Access to the Internet gives the generations living today the choice to be the best-informed, or the worst-informed, human beings in history — but we will never be able to claim that we were the least-informed. Celebrity, slime and crude polemics pour from the electronic faucets as easily as high-minded exegeses.

Where are the leaders of the information and media revolution to guide the straying generations living today to ethical, interesting and correct information?

  If almost all journalists go online daily to find news and nearly half of the rest of us do the same, then media professionals should again find themselves with news expertise to offer readers.
  • Many sources such as news wires and press releases, which were once exclusively available to journalists, are now open directly to citizens. However, while journalists collect and process this information for a living, other professionals don’t have all day to wade through everything.  
  • Here may be where the ideas of link journalism and networked link journalism would come into play. As they do their research and investigating, reporters could then compile their reference and source links for readers who would otherwise spend hours clicking around on search engines to find the complete story.
  • With such disclosure, journalists could regain the trust of their “audience”, not only letting the sources speak for themselves, but being helpful at the same time.
  • The recent We Media/Zogby Interactive survey reminded the newspaper industry that it is not only facing a crisis in declining circulation and advertisement revenue, but also in declining credibility and quality.
  • Now that readers can check the facts for themselves by following links in the news they read on the Internet, it is no wonder the poll found that online news has a greater share of the people’s trust, as stated in the 27 February 2008 press release on the Zogby Web site:
The survey finds the Internet not only outweighs television, radio, and newspapers as the most frequently used and important source for news and information, but Web sites were also cited as more trustworthy than more traditional media sources – nearly a third (32%) said Internet sites are their most trusted source for news and information, followed by newspapers (22%), television (21%) and radio (15%).
  Another important reminder that the survey gives the media is that traditional journalism has lost touch with its local reader.
  As more people gain access to international and national news on the Internet, they rely less on their local newspaper or TV station to learn what’s going on “out there”. The study affirms that citizens feel they’re lacking community news about what’s going on “right here.”
  No longer does every paper in the U.S. need a Washington bureau and a Middle East correspondent. Local papers can now redouble their focus and resources on local news and give the people what they really want. Of course, they will want to provide this news on their Web sites.
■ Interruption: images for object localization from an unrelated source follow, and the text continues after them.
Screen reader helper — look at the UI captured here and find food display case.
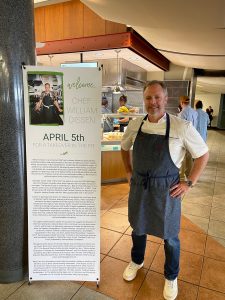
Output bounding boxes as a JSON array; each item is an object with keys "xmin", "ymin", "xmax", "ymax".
[{"xmin": 101, "ymin": 113, "xmax": 144, "ymax": 183}]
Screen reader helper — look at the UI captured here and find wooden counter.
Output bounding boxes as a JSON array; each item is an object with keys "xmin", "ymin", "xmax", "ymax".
[{"xmin": 101, "ymin": 150, "xmax": 128, "ymax": 183}]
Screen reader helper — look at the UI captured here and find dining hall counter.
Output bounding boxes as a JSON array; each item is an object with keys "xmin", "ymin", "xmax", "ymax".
[
  {"xmin": 101, "ymin": 114, "xmax": 144, "ymax": 183},
  {"xmin": 101, "ymin": 139, "xmax": 130, "ymax": 183}
]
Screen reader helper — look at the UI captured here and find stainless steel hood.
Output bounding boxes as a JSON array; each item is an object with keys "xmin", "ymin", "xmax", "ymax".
[{"xmin": 99, "ymin": 58, "xmax": 147, "ymax": 91}]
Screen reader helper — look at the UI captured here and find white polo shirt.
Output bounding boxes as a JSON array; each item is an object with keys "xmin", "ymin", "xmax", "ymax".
[{"xmin": 121, "ymin": 113, "xmax": 208, "ymax": 168}]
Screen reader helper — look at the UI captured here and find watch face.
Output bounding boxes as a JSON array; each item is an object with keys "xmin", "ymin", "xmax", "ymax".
[{"xmin": 187, "ymin": 180, "xmax": 193, "ymax": 187}]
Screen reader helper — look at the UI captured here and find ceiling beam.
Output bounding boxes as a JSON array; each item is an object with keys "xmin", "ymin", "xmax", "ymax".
[{"xmin": 36, "ymin": 31, "xmax": 170, "ymax": 71}]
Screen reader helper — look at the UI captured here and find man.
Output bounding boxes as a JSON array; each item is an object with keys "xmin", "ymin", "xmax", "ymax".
[
  {"xmin": 178, "ymin": 95, "xmax": 198, "ymax": 179},
  {"xmin": 121, "ymin": 81, "xmax": 209, "ymax": 300},
  {"xmin": 101, "ymin": 97, "xmax": 114, "ymax": 132},
  {"xmin": 35, "ymin": 83, "xmax": 63, "ymax": 125},
  {"xmin": 195, "ymin": 100, "xmax": 210, "ymax": 142},
  {"xmin": 206, "ymin": 106, "xmax": 214, "ymax": 127},
  {"xmin": 179, "ymin": 96, "xmax": 198, "ymax": 128}
]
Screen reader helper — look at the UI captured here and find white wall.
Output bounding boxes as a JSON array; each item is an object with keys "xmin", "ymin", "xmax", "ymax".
[
  {"xmin": 147, "ymin": 64, "xmax": 193, "ymax": 81},
  {"xmin": 147, "ymin": 71, "xmax": 164, "ymax": 81},
  {"xmin": 164, "ymin": 63, "xmax": 193, "ymax": 80},
  {"xmin": 195, "ymin": 93, "xmax": 221, "ymax": 127}
]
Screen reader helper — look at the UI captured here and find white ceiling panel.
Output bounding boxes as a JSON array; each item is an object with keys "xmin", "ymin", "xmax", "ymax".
[
  {"xmin": 197, "ymin": 77, "xmax": 225, "ymax": 93},
  {"xmin": 37, "ymin": 48, "xmax": 161, "ymax": 71},
  {"xmin": 81, "ymin": 0, "xmax": 225, "ymax": 29},
  {"xmin": 81, "ymin": 0, "xmax": 225, "ymax": 71}
]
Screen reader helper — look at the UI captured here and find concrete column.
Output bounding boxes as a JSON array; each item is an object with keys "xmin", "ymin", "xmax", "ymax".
[
  {"xmin": 189, "ymin": 68, "xmax": 198, "ymax": 107},
  {"xmin": 0, "ymin": 0, "xmax": 35, "ymax": 282}
]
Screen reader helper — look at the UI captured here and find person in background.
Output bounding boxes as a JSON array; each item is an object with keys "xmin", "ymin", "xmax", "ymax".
[
  {"xmin": 121, "ymin": 80, "xmax": 209, "ymax": 300},
  {"xmin": 118, "ymin": 94, "xmax": 134, "ymax": 112},
  {"xmin": 178, "ymin": 96, "xmax": 198, "ymax": 179},
  {"xmin": 101, "ymin": 96, "xmax": 111, "ymax": 114},
  {"xmin": 118, "ymin": 94, "xmax": 134, "ymax": 132},
  {"xmin": 101, "ymin": 97, "xmax": 114, "ymax": 132},
  {"xmin": 195, "ymin": 100, "xmax": 210, "ymax": 142},
  {"xmin": 177, "ymin": 104, "xmax": 182, "ymax": 114},
  {"xmin": 179, "ymin": 96, "xmax": 198, "ymax": 128},
  {"xmin": 206, "ymin": 106, "xmax": 214, "ymax": 127}
]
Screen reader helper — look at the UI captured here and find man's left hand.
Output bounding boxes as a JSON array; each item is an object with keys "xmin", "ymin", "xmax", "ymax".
[{"xmin": 170, "ymin": 181, "xmax": 191, "ymax": 198}]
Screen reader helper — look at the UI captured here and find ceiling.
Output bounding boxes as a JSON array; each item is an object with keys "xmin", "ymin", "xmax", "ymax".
[
  {"xmin": 37, "ymin": 48, "xmax": 161, "ymax": 71},
  {"xmin": 35, "ymin": 0, "xmax": 225, "ymax": 94},
  {"xmin": 197, "ymin": 77, "xmax": 225, "ymax": 94},
  {"xmin": 80, "ymin": 0, "xmax": 225, "ymax": 94},
  {"xmin": 81, "ymin": 0, "xmax": 225, "ymax": 70}
]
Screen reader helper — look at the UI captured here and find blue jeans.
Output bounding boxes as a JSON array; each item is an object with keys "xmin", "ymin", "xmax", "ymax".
[{"xmin": 131, "ymin": 231, "xmax": 180, "ymax": 280}]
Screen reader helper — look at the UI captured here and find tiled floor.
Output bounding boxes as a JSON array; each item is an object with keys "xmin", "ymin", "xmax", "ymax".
[{"xmin": 1, "ymin": 129, "xmax": 225, "ymax": 300}]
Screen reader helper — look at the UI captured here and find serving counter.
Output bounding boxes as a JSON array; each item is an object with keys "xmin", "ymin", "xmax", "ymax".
[
  {"xmin": 101, "ymin": 113, "xmax": 143, "ymax": 183},
  {"xmin": 101, "ymin": 142, "xmax": 128, "ymax": 183}
]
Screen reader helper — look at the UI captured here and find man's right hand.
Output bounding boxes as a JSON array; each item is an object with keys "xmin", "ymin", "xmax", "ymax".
[
  {"xmin": 126, "ymin": 172, "xmax": 132, "ymax": 185},
  {"xmin": 121, "ymin": 148, "xmax": 132, "ymax": 185}
]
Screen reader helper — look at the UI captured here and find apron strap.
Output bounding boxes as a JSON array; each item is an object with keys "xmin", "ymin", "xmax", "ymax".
[
  {"xmin": 137, "ymin": 114, "xmax": 148, "ymax": 133},
  {"xmin": 165, "ymin": 113, "xmax": 170, "ymax": 139}
]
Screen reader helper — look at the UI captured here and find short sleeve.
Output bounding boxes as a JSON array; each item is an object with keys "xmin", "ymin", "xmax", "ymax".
[
  {"xmin": 121, "ymin": 117, "xmax": 143, "ymax": 151},
  {"xmin": 121, "ymin": 122, "xmax": 134, "ymax": 151},
  {"xmin": 183, "ymin": 122, "xmax": 208, "ymax": 158}
]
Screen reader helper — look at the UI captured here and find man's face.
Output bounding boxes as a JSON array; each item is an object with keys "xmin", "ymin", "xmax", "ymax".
[
  {"xmin": 143, "ymin": 84, "xmax": 168, "ymax": 118},
  {"xmin": 45, "ymin": 84, "xmax": 50, "ymax": 92},
  {"xmin": 180, "ymin": 102, "xmax": 185, "ymax": 109}
]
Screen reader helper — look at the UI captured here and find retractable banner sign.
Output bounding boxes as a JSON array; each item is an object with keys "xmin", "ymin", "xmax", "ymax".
[{"xmin": 23, "ymin": 66, "xmax": 101, "ymax": 282}]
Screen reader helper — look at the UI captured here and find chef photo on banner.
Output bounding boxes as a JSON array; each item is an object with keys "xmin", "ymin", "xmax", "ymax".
[{"xmin": 28, "ymin": 72, "xmax": 64, "ymax": 125}]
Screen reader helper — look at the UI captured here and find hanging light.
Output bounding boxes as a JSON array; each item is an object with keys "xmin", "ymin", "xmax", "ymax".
[
  {"xmin": 113, "ymin": 49, "xmax": 125, "ymax": 94},
  {"xmin": 48, "ymin": 54, "xmax": 54, "ymax": 66}
]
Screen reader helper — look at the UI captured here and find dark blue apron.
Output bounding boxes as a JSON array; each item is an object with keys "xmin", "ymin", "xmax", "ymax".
[
  {"xmin": 128, "ymin": 113, "xmax": 181, "ymax": 239},
  {"xmin": 42, "ymin": 94, "xmax": 63, "ymax": 125}
]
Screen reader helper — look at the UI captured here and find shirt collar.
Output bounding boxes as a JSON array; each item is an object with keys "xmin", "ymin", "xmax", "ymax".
[{"xmin": 146, "ymin": 113, "xmax": 167, "ymax": 124}]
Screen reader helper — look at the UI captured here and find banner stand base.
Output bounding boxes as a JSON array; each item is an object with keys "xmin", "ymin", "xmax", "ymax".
[{"xmin": 28, "ymin": 279, "xmax": 100, "ymax": 287}]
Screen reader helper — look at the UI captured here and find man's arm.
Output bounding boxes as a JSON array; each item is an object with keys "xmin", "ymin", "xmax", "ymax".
[
  {"xmin": 35, "ymin": 97, "xmax": 43, "ymax": 111},
  {"xmin": 54, "ymin": 99, "xmax": 63, "ymax": 112},
  {"xmin": 170, "ymin": 151, "xmax": 209, "ymax": 197},
  {"xmin": 188, "ymin": 152, "xmax": 209, "ymax": 185},
  {"xmin": 121, "ymin": 148, "xmax": 132, "ymax": 184}
]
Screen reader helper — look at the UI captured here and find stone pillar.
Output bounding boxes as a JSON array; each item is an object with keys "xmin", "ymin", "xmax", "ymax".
[
  {"xmin": 164, "ymin": 80, "xmax": 190, "ymax": 115},
  {"xmin": 189, "ymin": 69, "xmax": 198, "ymax": 107},
  {"xmin": 0, "ymin": 0, "xmax": 35, "ymax": 282}
]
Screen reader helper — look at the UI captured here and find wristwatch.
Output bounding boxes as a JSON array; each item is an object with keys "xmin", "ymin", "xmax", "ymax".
[{"xmin": 186, "ymin": 180, "xmax": 194, "ymax": 188}]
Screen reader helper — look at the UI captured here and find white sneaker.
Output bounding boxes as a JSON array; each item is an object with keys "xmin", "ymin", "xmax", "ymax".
[
  {"xmin": 123, "ymin": 261, "xmax": 144, "ymax": 281},
  {"xmin": 163, "ymin": 278, "xmax": 178, "ymax": 300}
]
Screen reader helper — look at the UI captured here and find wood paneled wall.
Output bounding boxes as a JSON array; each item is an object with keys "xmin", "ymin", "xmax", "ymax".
[{"xmin": 35, "ymin": 0, "xmax": 126, "ymax": 42}]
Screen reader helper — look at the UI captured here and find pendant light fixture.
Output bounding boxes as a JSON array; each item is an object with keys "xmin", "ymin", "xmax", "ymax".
[
  {"xmin": 48, "ymin": 54, "xmax": 54, "ymax": 66},
  {"xmin": 113, "ymin": 49, "xmax": 124, "ymax": 94}
]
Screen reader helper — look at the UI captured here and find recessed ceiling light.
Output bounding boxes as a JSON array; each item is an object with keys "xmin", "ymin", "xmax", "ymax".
[
  {"xmin": 129, "ymin": 57, "xmax": 140, "ymax": 61},
  {"xmin": 95, "ymin": 53, "xmax": 104, "ymax": 57},
  {"xmin": 36, "ymin": 42, "xmax": 46, "ymax": 48}
]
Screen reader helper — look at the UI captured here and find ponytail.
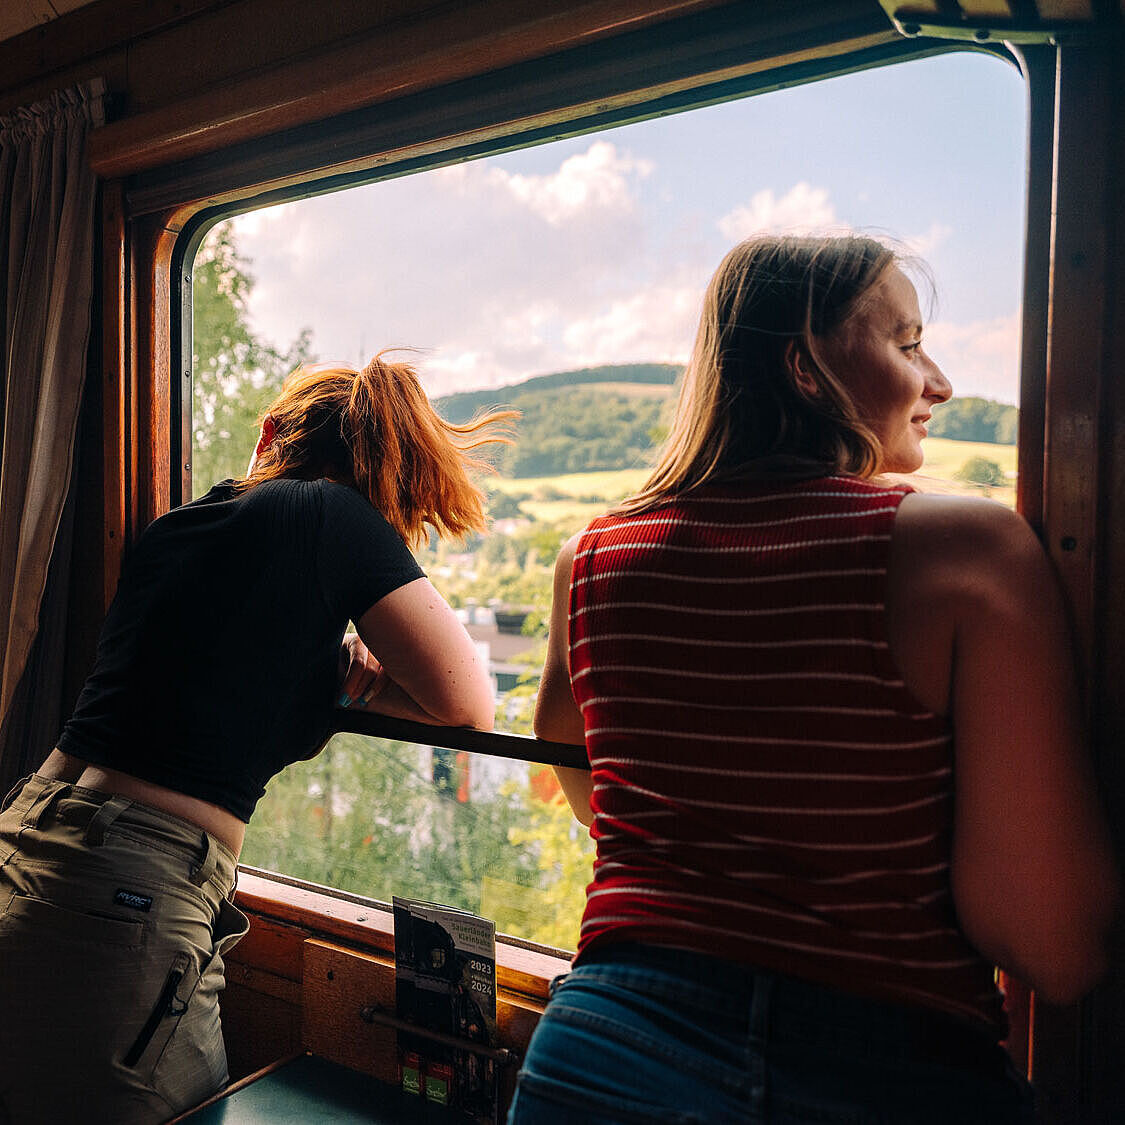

Other findings from the survey include:

  • Although the vast majority of Americans are dissatisfied with the quality of journalism (64%), overall satisfaction with journalism has increased to 35% in this survey from 27% who said the same in 2007.
  • Both traditional and new media are viewed as important for the future of journalism – 87% believe professional journalism has a vital role to play in journalism’s future, although citizen journalism (77%) and blogging (59%) are also seen as significant by most Americans.
  • Very few Americans (1%) consider blogs their most trusted source of news, or their primary source of news (1%).
  • Three in four (75%) believe the Internet has had a positive impact on the overall quality of journalism.
  • 69% believe media companies are becoming too large and powerful to allow for competition, while 17% believe they are the right size to adequately compete.